Ghostdogs

Ghostdogs

A journey through grief with autism.

Alan Greenwell

2-Minute Read

Tam

The past week has been a good one. Starting Monday to Friday morning Tam slept exceptionally well for 3 out of the 4 nights. Down early and up early but solid uninterrupted sleep. It was absolutely brilliant. I felt rested, and he looked much more rested.

This was the first full week of me not being Tams escort as well. I basically have a couple of more hours to get things sorted every day. With Tam sleeping it felt like I had a lot of time to get tidied up and get some proper cleaning done.
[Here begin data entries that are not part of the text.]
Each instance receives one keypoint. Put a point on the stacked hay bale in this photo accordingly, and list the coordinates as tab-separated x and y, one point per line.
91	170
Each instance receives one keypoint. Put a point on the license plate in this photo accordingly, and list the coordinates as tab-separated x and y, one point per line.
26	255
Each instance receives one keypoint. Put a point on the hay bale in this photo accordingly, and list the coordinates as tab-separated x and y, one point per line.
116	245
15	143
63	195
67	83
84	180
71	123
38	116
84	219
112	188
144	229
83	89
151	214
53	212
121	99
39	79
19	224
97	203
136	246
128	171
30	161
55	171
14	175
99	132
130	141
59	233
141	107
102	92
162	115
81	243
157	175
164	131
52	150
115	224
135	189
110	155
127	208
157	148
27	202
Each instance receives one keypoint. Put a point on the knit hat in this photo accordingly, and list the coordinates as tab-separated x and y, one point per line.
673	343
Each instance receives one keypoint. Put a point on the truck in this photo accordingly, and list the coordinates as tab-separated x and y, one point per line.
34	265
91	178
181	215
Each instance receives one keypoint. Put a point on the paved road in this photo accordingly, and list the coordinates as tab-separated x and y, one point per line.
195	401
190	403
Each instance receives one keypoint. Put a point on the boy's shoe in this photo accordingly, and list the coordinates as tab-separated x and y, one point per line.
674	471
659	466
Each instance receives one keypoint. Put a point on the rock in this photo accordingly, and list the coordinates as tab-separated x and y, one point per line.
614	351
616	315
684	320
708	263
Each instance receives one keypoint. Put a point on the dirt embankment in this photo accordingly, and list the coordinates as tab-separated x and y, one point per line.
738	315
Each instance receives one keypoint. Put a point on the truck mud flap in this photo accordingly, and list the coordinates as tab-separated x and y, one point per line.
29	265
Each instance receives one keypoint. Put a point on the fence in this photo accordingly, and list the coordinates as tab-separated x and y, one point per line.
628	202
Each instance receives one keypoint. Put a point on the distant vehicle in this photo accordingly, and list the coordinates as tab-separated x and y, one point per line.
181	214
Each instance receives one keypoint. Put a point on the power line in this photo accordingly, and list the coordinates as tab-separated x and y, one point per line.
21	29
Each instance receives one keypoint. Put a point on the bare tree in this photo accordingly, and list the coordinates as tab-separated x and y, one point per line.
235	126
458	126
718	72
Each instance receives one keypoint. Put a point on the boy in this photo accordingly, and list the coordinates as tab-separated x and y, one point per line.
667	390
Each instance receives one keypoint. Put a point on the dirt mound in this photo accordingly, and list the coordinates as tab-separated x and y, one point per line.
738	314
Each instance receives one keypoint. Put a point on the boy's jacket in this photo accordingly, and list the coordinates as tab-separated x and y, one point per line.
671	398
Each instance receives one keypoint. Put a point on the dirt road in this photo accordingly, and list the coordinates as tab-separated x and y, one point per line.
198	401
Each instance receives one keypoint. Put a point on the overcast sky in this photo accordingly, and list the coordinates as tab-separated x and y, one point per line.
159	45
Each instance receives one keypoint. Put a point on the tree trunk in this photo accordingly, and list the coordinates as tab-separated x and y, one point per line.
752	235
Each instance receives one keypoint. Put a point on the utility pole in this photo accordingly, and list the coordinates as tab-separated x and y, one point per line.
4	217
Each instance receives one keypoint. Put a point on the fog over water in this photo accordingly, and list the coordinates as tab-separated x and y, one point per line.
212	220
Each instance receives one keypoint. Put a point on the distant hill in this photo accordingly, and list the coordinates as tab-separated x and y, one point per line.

Only one of the days did I feel the need to get some sleep.

The only downside in the past week was that it is now not a good idea to take Tam into town. All of the christmas decorations are up in the high street and shopping centre. I took him in briefly not realising that and I could feel Tam as tense as could be. He went into HMV and came out within minutes. He was basically cowering and saying happy christmas in a sarcastic tone. I managed to get him onto the outskirts of town away from decorations before he lost it and had a meltdown. The tears really flowed. We spent half an hour sitting and cuddling with his head buried in my shoulder before I could get him walking again. He only properly calmed down after we had been home for a couple of hours. No more going into town with him until the end of January next year.

I have no idea how long it will take before Tam can appreciate christmas again.

So in all a good week. For the first time I have felt like we have progressed to a truly better place, still with a huge hole in our lives, but a better place.

Note : I intentionally spell christmas with a small c to place the importance of the day where it belongs.